RASTA-PLP

Extraction of RASTA-PLP features from a speech signal

Audio –> RastaPlpProcessor –> Features

Implementation of the RASTA-PLP features extraction algorithm (see [labrosa] and [rastapy] for implementations and [Herm94] for the paper).

Examples

Compute RASTA-PLP features on some speech signal:

>>> from shennong.audio import Audio
>>> from shennong.processor.rastaplp import RastaPlpProcessor
>>> audio = Audio.load('./test/data/test.wav')
>>> processor = RastaPlpProcessor(order=8)
>>> features = processor.process(audio)
>>> features.shape
(140, 9)

The output dimension depends on the PLP order parameter:

>>> processor.order = 10
>>> features = processor.process(audio)
>>> features.shape
(140, 11)

References

labrosa

https://labrosa.ee.columbia.edu/matlab/rastamat/

rastapy

https://github.com/mystlee/rasta_py

Herm94

H. Hermansky and N. Morgan, “RASTA processing of speech”, IEEE Trans. on Speech and Audio Proc., vol. 2, no. 4, pp. 578-589, Oct. 1994.

class shennong.processor.rastaplp.RastaPlpProcessor(sample_rate=16000, do_rasta=True, order=8, frame_shift=0.01, frame_length=0.025, dither=1.0, preemph_coeff=0.97, remove_dc_offset=True, window_type='povey', round_to_power_of_two=True, blackman_coeff=0.42, snip_edges=True)[source]

Bases: shennong.processor.base.FramesProcessor

property name

Name of the processor

property ndims

Dimension of the output features frames

property do_rasta

If False, just calculate the PLP, default to True

property blackman_coeff

Constant coefficient for generalized Blackman window

Used only if window_type is ‘blackman’

property dither

Amount of dithering

0.0 means no dither

property frame_length

Frame length in seconds

property frame_shift

Frame shift in seconds

get_params(deep=True)

Get parameters for this processor.

Parameters

deep (boolean, optional) – If True, will return the parameters for this processor and contained subobjects that are processors.

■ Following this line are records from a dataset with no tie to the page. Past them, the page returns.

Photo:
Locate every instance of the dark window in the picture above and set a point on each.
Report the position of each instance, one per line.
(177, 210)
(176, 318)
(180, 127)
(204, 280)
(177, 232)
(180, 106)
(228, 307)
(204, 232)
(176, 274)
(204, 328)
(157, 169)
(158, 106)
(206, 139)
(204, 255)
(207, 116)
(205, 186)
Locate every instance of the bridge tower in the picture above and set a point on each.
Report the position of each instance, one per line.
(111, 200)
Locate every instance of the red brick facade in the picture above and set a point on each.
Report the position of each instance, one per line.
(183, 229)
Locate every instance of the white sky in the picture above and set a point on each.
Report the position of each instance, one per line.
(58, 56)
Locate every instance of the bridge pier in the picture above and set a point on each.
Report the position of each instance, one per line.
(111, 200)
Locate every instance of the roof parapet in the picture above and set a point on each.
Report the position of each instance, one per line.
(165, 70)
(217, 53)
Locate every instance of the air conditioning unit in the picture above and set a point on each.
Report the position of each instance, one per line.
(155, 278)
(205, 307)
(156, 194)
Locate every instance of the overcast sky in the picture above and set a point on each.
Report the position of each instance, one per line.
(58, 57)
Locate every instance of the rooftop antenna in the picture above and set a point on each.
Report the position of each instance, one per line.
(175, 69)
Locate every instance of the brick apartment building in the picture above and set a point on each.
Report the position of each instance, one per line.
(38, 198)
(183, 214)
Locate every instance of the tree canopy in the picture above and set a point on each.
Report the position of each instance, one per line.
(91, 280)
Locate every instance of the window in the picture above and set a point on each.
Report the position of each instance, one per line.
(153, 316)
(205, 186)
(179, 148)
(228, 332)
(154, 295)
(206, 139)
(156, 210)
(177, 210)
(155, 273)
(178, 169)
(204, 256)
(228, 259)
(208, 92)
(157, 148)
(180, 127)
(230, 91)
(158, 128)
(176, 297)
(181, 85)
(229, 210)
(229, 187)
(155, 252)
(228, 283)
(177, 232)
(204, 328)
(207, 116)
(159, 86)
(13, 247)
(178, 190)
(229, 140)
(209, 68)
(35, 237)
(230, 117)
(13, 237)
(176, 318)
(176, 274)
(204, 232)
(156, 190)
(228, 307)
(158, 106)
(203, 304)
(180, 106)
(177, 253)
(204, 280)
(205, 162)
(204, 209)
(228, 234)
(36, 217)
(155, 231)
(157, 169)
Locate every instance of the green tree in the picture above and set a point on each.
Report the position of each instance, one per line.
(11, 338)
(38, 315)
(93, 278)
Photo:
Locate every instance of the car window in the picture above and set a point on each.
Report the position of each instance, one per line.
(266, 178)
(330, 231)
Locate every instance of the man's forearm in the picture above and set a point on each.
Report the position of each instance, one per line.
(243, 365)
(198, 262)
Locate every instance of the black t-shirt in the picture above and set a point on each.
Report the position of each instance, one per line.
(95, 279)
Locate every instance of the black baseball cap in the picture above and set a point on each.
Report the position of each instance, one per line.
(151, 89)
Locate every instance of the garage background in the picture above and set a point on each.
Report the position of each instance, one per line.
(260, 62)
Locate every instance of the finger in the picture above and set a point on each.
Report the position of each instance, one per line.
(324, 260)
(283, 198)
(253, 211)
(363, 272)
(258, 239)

Default to True.

Returns

params (mapping of string to any) – Parameter names mapped to their values.

get_properties()

Return the processors properties as a dictionary

property log

Processor logger

property order

Order of the PLP model

Must be an integer in [0, 12], 0 means no PLP

property preemph_coeff

Coefficient for use in signal preemphasis

process_all(signals, njobs=None)

Returns features processed from several input signals

This function processes the features in parallel jobs.

Parameters
  • signals (dict of :class`~shennong.audio.Audio`) – A dictionnary of input audio signals to process features on, where the keys are item names and values are audio signals.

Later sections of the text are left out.